Yes. It is finally in the works. I think it has been more than 9 long years now that I have been dreaming of an Arvon week. Why has it taken so long, you ask? Let me tell you in a poem:

illusions of grandeur

I’m glad not to have pursued those dreams
Sometimes the failure to do, it seems,
Can be all that remains if you are to speak
To yourself of all that you could have been.

Yes, indeedy. There is cowardice at the heart of it. But I did tell myself 2012 would be the year to take this bull by the horns and put pen to paper at last – and what better way to brush off and breathe new life into an old dream than a week of wonder at The Hurst.

Due to a mix of troubles, financial and logistical, I was unable to stick to the original plan of attending a Fiction course with the beautiful and talented Sarah Hall and equally beautiful and talented Owen Shears this September. Being a fan of their very lyrical prose, I was quite thrilled to have gotten a space in their workshop and was hoping to have a modest body of work done over the summer to show. But the best laid plans…you know how it goes.

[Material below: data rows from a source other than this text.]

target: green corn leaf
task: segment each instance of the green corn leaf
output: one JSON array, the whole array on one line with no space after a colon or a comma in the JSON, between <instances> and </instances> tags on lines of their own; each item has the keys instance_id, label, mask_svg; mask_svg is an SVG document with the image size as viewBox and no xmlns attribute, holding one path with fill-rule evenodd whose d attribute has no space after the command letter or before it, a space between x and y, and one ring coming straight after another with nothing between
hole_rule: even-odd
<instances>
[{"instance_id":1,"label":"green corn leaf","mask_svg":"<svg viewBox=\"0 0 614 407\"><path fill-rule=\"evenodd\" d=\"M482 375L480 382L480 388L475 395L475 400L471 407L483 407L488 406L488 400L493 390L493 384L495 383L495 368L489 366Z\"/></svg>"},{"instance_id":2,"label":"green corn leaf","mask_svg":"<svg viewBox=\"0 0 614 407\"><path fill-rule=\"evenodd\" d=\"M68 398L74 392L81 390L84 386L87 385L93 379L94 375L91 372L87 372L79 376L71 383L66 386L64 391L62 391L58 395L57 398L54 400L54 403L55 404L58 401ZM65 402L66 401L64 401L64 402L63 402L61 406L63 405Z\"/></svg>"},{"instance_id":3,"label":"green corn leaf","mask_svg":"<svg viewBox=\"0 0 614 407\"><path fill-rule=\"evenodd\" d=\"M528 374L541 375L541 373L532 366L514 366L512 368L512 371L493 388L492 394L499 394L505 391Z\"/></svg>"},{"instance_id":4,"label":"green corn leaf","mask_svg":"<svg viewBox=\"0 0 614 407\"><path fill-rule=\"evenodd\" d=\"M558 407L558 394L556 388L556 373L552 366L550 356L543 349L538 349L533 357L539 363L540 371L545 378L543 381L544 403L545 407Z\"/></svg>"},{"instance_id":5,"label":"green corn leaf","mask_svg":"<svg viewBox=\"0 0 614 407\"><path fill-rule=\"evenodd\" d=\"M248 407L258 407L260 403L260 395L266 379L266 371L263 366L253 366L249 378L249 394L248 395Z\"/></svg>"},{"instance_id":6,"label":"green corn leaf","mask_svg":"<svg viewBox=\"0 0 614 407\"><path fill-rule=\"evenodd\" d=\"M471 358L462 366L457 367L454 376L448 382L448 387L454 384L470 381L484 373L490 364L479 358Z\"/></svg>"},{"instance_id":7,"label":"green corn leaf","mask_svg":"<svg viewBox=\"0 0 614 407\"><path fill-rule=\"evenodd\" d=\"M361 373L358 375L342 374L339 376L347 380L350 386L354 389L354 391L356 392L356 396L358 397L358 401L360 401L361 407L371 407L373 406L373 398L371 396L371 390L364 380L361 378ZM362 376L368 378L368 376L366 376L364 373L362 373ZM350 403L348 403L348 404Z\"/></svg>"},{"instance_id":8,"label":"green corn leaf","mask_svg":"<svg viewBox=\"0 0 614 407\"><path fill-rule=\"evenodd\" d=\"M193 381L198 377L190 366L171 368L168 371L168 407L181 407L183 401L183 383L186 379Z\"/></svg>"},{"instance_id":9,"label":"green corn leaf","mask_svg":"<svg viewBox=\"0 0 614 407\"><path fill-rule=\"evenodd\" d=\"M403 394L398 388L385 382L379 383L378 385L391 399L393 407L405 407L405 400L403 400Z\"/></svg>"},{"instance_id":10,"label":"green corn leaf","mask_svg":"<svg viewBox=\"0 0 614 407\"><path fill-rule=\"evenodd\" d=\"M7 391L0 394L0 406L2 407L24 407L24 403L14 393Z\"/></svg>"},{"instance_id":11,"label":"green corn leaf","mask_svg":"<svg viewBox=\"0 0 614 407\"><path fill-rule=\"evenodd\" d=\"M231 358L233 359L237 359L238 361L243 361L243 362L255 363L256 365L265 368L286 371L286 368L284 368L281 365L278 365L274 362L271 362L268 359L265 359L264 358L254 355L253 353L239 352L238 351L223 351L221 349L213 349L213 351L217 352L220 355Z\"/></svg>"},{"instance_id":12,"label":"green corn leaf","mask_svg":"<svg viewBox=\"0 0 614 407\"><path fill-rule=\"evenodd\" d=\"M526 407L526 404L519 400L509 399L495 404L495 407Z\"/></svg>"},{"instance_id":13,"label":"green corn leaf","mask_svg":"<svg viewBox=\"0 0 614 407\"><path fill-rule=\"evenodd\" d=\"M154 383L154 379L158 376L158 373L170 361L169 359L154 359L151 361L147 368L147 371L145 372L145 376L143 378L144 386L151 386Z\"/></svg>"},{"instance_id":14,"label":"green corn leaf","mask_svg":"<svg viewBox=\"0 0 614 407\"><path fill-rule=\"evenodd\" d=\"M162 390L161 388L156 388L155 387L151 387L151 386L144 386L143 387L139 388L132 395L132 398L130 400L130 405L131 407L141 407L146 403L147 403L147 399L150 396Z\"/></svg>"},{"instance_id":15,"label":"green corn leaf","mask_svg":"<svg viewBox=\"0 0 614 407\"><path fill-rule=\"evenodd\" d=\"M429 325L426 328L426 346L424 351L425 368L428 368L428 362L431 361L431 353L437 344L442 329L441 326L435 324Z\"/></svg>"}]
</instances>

So since I have to spend the summer trying to earn the money for my little adventure and don’t expect to have to much writing time, I have moved myself along the calendar to November, when Kate Long (a lovely lady who, curiously enough, seems to share my love of prickly rodents) and Simon Thirsk (of Bloodaxe Books, eeeeeeee!!!) will be running a course designed specially for those of us who need permission to write. And you never know, maybe after I get my ‘permission’, my toehold on an intangible goal, I may scrimp and save my way on to another one of Arvon’s offerings in due time.
Three months to go!

Tell Me A Story

I love stories. I believe we are all storytellers and that is what separates humanity from the rest of the natural world. Imagination. To be grossly reductionist, I would maintain that we are all beholden to narratives, those we create, those we believe – and without them we get lost. And that in itself as a feature of (wo)mankind is fascinating.

And just today I came upon a website that’s just perfect for all us story-tellers and story-lovers – it’s called Cowbird, and in their own words:

Cowbird is a small community of storytellers, focused on a deeper, longer-lasting, more personal kind of storytelling than you’re likely to find anywhere else on the Web.

 

Click through and either pick a picture or type in a key word and be transported to a land of a million little stories, the kind we’re all made up of! I’ve a feeling I’ll be wandering through these for a while.